Scraping wallapop

How I scraped wallapop

Hehe, you took the bait? I did not scrap them. Probably scraping their content is illegal. So I did not scrap wallapop per se but tried to extend their built-in functionalities. They can deliver quite inaccurate results for custom-saved searches once a day. Unfortunately, this latency was too high for the kind of product I was interested in and it gave poor results. Instead of pressing f5 every 5 minutes personally, I guess it is fine to program something that does it for you (legitimate purpose mantra accomplished).
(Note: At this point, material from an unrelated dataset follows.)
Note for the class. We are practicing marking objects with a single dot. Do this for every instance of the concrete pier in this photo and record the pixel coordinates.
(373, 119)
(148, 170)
It is obvious that search query gets url encoded, so it appeared as a quite straight-forward task. Not that easy bud. Using beautiful soup directly with the query url returned nothing. After inspecting the page source, I noticed that the page is loaded/rendered on the air using react/javascript (excuse me if I am not technically correct because I ignore this kind of jargon/technology). Then I asked god google what I could do next (using python). Some people suggested to use Selenium, so I tried (and succeeded).

Selenium is a webDriver (browser emulator) that have some bindings build upon it, providing an API-like functionalities (e.g. selenium-python). So then, let's go to the point.

bot structure/infinite loop

We'll build a bot that:

  • queries one or more URLs,
  • refine the search using custom filters (string pattern matching)
  • it notifies us through our personal slack if it finds any new item.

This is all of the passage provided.